Introduction

Attention Deficit and Hyperactivity Disorder (ADHD) is a common condition of childhood characterized by symptoms of inattention, hyperactivity and/or impulsivity. Candidate genes involved in dopaminergic and serotoninergic pathways and neuroplasticity have been proposed for the etiological study of ADHD.

Methods

DSM IV checklist and Multidimensional Behavior Assessment System for Children (BASC) criteria were applied to 250 children to evaluate the presence of ADHD. 117 cases and 80 controls were selected. DNA from blood samples was obtained from all cases and control and 86 trios (case and his/her parents).
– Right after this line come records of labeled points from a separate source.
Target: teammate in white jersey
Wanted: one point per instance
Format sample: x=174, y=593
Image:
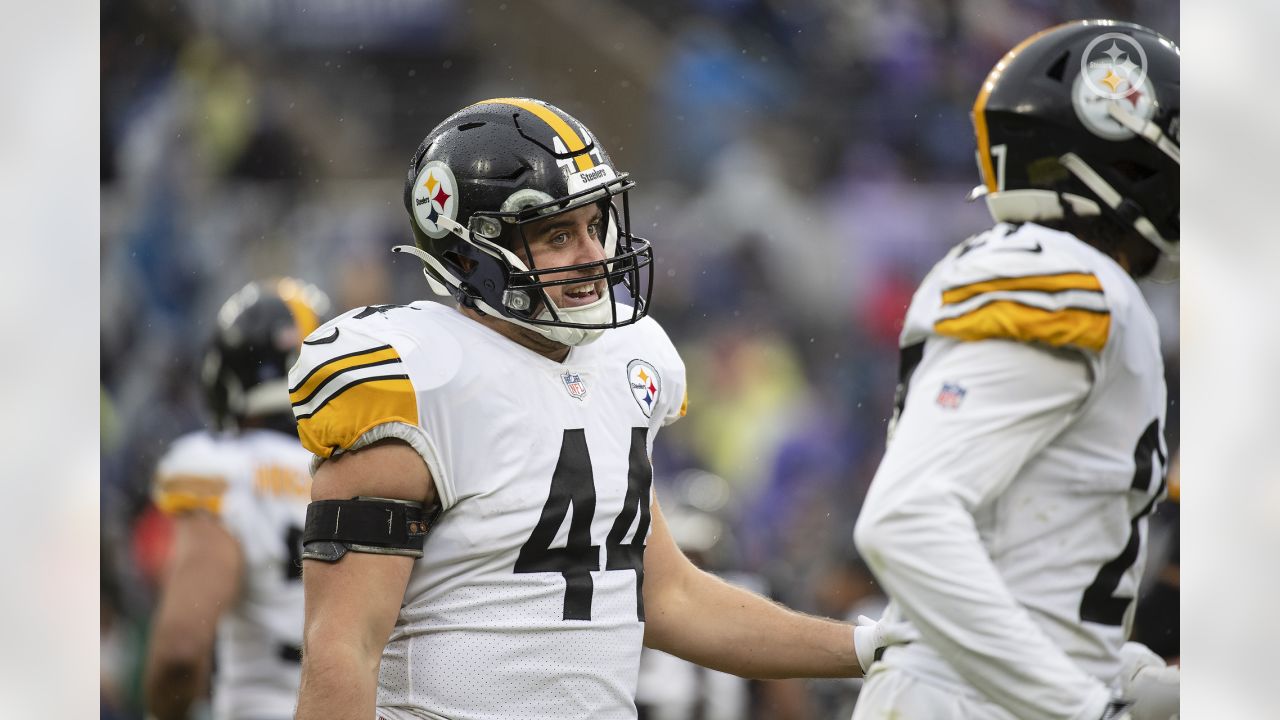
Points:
x=525, y=418
x=238, y=497
x=1008, y=518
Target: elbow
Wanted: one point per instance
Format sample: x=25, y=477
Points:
x=172, y=683
x=177, y=657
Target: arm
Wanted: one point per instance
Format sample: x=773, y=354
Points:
x=703, y=619
x=918, y=533
x=352, y=605
x=202, y=580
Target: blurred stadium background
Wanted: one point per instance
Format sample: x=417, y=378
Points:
x=800, y=167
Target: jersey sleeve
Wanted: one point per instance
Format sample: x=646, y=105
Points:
x=1015, y=287
x=205, y=473
x=974, y=414
x=351, y=387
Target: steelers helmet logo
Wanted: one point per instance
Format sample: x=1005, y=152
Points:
x=435, y=195
x=1093, y=99
x=1114, y=65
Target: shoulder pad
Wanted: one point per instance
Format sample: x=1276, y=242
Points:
x=348, y=379
x=1027, y=285
x=195, y=474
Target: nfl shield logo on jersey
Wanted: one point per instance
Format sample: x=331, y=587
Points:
x=574, y=384
x=645, y=384
x=951, y=396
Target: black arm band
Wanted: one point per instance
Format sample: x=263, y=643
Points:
x=364, y=524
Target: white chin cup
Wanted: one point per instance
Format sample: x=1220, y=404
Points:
x=598, y=313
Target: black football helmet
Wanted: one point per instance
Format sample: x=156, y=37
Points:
x=256, y=341
x=1080, y=121
x=492, y=168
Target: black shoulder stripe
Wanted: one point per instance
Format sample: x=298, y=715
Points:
x=332, y=360
x=353, y=383
x=342, y=372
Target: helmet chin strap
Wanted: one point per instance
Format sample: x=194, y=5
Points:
x=597, y=313
x=1112, y=197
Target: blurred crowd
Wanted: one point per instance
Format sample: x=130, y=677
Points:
x=800, y=167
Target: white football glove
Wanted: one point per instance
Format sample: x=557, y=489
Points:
x=871, y=636
x=1148, y=683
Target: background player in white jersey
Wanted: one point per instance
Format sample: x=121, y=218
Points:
x=526, y=418
x=1008, y=516
x=238, y=497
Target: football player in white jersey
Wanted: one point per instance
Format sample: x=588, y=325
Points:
x=238, y=497
x=513, y=433
x=1008, y=518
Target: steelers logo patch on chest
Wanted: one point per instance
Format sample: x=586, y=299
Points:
x=645, y=384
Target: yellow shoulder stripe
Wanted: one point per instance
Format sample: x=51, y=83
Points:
x=566, y=133
x=356, y=409
x=1005, y=319
x=323, y=373
x=1057, y=282
x=184, y=492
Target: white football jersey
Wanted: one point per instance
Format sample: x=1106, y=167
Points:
x=1031, y=417
x=257, y=483
x=528, y=600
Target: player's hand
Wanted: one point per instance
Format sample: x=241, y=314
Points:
x=872, y=636
x=1148, y=683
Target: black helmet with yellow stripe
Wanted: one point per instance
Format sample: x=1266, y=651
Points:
x=1080, y=123
x=488, y=171
x=256, y=340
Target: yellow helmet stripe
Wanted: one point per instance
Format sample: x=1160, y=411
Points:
x=304, y=317
x=566, y=133
x=979, y=105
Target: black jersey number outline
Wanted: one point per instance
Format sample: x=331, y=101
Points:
x=1100, y=602
x=574, y=484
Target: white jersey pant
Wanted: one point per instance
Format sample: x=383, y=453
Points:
x=891, y=693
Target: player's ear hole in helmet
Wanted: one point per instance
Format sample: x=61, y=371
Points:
x=1078, y=130
x=490, y=172
x=256, y=340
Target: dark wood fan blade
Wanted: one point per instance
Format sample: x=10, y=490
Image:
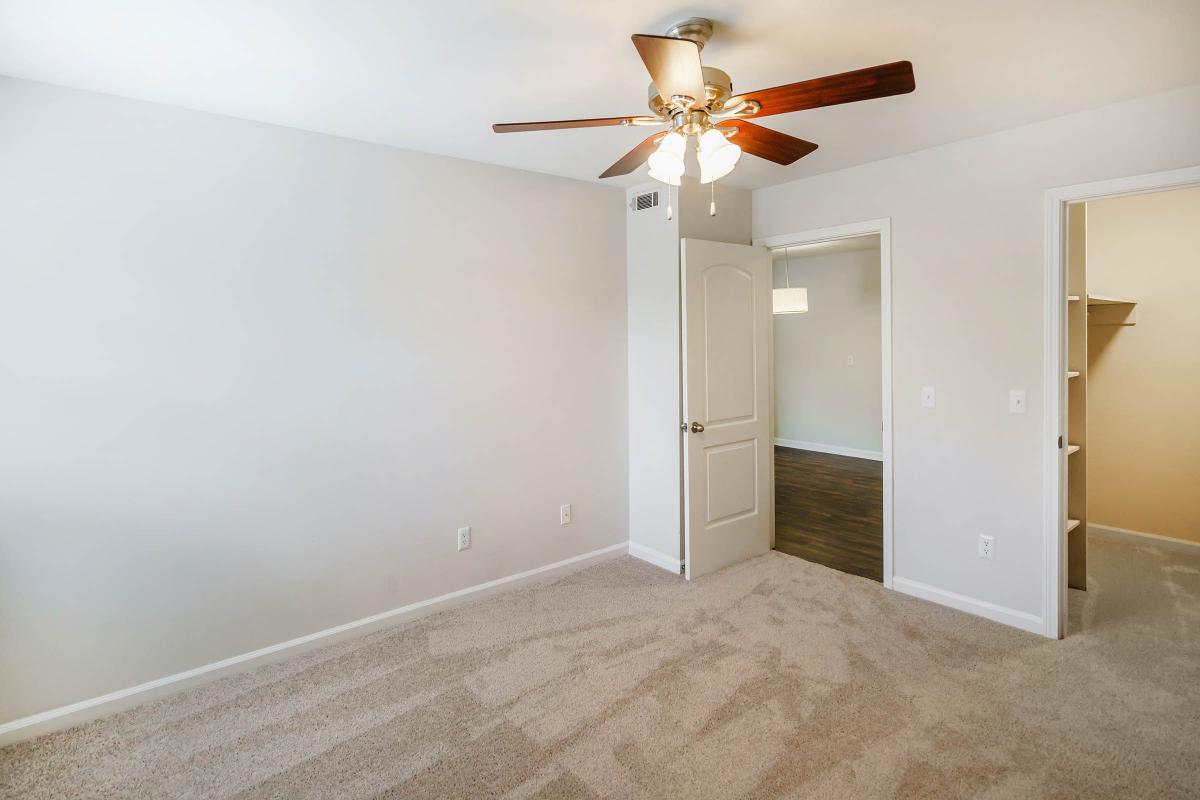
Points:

Subsequent PCR, PCR-RFLP or STR analysis were performed to genotype eight polymorphisms located in seven genes (DRD4, DRD5, DAT1, DBH, HTR1B, 5HTT and SNAP25). A Transmission Disequilibrium Test (TDT) and a case-control analysis were used to evaluate possible association to ADHD.

Results

TDT analysis did not show evidence of preferential allelic transmission in any of the studied polymorphisms. Case-control study identified an association between ADHD and the genotype of T1065G and T1069C variants located in SNAP25 gene (p=0.0025 and p=0.009). Also there was an association of ADHD to the haplotype of these variants. An endophenotype analysis showed a correlation between the genotype of a variable number tandem repeat (VNTR) located in DAT1 gene and subtests of cognitive flexibility (p≤ 0.01) and processing speed index (p<0.05) deficit.

Conclusions

SNAP25 gene is associated to ADHD susceptibility. Endophenotype studies in highly heterogeneous disorders can be useful in the identification of susceptibility factors such as DAT1 gene in ADHD.